I wrote a quick email to Ormund, telling him I wanted to speak to him about Jake Scully and nothing more. While I waited, I looked around the internet trying to find any information I could on the man. Aside from the pictures on the fan club Facebook page, there was little to show of him. Amanda sat on the floor among the cats, not patting them but allowing them to walk over her lap now and then as she made calls to contacts about our suspect – police, other PIs based in Sydney, someone she seemed to know at the Registry of Births, Deaths and Marriages.
‘He has one assault charge from 2013,’ she said. ‘Similar sort of incident.
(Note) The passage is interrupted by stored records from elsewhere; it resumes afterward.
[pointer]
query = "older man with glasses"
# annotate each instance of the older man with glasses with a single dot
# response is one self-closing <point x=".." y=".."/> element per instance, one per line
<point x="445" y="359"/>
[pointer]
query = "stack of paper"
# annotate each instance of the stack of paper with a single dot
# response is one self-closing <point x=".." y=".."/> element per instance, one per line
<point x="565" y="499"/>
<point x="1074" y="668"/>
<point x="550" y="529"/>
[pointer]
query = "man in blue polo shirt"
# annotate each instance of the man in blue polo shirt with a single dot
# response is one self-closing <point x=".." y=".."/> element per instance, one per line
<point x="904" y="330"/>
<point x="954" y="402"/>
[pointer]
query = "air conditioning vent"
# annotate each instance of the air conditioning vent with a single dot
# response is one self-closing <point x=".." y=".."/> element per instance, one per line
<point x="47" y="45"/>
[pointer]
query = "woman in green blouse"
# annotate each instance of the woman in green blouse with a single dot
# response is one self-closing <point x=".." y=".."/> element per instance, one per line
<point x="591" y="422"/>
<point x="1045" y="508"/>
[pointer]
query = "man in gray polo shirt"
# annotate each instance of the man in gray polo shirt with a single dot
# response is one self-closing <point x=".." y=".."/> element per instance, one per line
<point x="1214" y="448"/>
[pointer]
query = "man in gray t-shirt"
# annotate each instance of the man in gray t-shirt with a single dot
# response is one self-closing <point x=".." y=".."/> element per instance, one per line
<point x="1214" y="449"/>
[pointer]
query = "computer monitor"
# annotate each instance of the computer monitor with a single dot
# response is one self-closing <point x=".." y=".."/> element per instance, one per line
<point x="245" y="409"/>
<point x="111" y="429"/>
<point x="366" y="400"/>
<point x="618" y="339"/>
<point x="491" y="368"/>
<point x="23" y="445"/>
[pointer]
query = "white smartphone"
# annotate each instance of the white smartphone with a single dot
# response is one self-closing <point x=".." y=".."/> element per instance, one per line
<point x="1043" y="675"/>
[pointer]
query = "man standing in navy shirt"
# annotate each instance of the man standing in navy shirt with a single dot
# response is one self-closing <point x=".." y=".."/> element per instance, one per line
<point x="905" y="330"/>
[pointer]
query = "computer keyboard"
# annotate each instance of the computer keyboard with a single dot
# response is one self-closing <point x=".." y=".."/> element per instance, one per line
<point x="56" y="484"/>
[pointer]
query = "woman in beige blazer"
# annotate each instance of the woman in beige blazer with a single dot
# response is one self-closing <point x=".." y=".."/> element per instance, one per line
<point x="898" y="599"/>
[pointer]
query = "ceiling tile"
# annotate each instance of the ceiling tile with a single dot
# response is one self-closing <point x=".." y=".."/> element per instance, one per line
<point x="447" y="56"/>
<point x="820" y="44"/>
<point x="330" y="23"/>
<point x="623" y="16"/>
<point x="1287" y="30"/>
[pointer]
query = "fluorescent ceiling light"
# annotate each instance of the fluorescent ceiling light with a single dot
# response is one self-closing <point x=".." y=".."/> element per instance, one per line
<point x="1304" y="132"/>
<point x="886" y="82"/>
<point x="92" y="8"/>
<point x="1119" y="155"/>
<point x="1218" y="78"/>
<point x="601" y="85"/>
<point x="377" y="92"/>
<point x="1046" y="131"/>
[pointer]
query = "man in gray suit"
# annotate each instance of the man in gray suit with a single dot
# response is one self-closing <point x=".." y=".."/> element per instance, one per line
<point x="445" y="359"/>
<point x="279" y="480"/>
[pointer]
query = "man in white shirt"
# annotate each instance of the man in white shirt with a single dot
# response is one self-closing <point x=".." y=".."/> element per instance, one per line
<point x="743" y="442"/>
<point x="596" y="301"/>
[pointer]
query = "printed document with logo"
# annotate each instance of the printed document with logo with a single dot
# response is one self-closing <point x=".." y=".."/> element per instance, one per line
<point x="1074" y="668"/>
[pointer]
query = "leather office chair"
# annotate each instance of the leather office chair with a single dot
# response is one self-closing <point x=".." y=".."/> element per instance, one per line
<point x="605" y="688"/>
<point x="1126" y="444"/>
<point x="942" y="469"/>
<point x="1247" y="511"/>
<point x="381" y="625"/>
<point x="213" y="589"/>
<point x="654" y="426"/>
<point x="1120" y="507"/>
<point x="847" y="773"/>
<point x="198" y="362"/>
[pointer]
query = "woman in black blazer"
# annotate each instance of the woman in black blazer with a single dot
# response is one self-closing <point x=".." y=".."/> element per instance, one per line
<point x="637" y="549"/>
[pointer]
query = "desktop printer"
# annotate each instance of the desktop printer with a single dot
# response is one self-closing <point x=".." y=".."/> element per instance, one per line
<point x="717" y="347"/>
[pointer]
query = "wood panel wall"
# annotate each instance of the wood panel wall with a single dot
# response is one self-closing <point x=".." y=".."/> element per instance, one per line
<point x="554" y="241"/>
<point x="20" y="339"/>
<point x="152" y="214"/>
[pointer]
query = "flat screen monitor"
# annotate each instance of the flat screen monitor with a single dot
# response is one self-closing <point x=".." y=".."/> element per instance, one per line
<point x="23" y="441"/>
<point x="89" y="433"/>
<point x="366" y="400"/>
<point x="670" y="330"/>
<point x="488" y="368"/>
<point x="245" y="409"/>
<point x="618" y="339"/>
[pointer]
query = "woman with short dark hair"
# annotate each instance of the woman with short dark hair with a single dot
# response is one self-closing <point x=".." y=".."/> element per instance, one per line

He knocked out another Jake Scully fan at a writers’ festival for asking the wrong question at a meet-and-greet.’
‘How old is this guy?’
‘He’s twenty-four.’
I heard a car door slam in the street and found myself tense over the keyboard, my shoulders high. When no one knocked at the door to the office after a few moments, I breathed easy again.
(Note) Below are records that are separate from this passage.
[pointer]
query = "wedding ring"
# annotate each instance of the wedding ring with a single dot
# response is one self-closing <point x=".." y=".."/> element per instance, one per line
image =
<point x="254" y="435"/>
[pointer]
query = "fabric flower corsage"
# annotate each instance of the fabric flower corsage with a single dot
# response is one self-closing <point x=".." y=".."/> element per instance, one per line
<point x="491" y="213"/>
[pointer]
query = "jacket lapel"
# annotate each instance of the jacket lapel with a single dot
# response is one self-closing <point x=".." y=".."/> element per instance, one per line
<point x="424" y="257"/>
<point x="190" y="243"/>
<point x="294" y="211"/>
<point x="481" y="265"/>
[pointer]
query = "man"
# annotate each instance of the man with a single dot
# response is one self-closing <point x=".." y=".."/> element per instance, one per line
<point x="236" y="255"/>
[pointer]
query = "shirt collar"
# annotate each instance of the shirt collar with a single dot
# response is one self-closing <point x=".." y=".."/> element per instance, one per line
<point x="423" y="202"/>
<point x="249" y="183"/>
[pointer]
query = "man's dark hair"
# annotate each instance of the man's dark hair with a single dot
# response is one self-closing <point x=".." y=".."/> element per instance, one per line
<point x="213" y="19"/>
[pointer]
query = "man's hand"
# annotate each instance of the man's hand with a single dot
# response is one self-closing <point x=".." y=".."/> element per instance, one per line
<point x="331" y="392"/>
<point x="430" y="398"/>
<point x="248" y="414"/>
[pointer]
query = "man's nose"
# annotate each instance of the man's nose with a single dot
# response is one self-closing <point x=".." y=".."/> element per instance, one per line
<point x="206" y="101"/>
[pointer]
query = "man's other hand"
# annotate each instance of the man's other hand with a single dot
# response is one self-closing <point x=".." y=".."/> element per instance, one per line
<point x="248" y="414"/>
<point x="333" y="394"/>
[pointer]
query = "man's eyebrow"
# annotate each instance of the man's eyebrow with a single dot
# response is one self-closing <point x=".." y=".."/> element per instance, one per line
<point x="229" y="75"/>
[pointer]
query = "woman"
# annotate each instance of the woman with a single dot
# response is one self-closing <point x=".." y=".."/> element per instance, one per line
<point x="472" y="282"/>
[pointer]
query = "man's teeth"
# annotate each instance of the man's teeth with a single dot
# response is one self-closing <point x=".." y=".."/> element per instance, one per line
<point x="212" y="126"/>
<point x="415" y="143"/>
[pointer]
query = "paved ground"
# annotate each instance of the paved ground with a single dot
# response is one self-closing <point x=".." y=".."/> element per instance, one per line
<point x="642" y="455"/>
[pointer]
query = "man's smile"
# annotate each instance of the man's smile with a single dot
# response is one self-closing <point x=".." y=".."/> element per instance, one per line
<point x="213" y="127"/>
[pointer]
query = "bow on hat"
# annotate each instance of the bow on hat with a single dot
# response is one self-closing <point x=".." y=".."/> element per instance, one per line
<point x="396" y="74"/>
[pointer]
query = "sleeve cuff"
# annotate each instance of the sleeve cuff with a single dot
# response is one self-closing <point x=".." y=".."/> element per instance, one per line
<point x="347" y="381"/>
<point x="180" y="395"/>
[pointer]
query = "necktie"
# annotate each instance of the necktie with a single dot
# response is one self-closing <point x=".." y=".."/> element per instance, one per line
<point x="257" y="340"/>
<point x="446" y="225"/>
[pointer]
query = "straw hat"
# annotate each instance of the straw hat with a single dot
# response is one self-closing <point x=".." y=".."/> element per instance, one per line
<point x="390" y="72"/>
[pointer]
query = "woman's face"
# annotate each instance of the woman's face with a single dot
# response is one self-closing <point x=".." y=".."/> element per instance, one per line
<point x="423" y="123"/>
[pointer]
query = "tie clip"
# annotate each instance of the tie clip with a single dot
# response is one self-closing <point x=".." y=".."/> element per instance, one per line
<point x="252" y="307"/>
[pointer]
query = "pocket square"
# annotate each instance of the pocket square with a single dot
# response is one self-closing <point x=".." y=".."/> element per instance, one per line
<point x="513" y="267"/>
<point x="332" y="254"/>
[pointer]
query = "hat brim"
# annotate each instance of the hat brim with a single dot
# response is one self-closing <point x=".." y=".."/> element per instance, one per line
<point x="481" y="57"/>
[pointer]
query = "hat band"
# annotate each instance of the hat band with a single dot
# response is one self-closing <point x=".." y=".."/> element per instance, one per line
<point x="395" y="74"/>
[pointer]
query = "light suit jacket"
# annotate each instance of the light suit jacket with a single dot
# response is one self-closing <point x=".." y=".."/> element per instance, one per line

I was about to submit to my fears and go to the windows, look out and see if there was a mob assembling, readying t
hemselves to come for me. But the email icon on Amanda’s screen started flashing, and a message popped up.
‘Oh my god.’ She threw the cats out of her lap and slid into the chair beside me. ‘It’s him! It’s Captain Punch-a-Lot!’
The email contained a single word: Skype?
Amanda switched over to Skype and sent Ormund a call. I changed chairs with her and shifted back into the shadows. The last thing I wanted was for the guy to recognise me from the day’s news coverage and can the whole thing.
When Ormund’s camera window opened, there appeared on the screen a thin young man wearing a black mask cut in half just below the nose. It looked to me like a Guy Fawkes mask that had been painted from its original black-and-white to straight black, the narrow, high eyebrows caught in the light of Ormund’s laptop. His mouth was thin-lipped, pursed in concentration. In the background, a concrete room, probably a garage. I saw Amanda’s cheeks lift as a smile crept over her face, and I kicked her chair before she could start laughing.
‘This is serious,’ I murmured.
‘Are you there?’ Ormund asked.
‘We’re here. This is Amanda. Ted’s hiding in the shadows here.’ She waved a hand at me. ‘Thanks for hooking up with us.’
‘What do you want?’ Ormund spat. He obviously didn’t like being bothered in the middle of his computer time. I noted some action figures on the desk, a can of Red Bull by the keyboard and some scattered bits and pieces of rubbish at the corners of the screen. A gamer? The response time from my email to linking up on Skype certainly suggested Ormund had already been sitting at the screen or nearby when he read my words.
‘Well, as you know, my partner and I are investigating the death of Jake Scully,’ Amanda said. ‘We’ve been on the case for –’
‘Your email said as much,’ Ormund sneered. ‘Whenever you start a sentence with “As you know”, you’re wasting someone’s time, just so you know. And right now it’s mine.’
Amanda twitched, glancing back at me.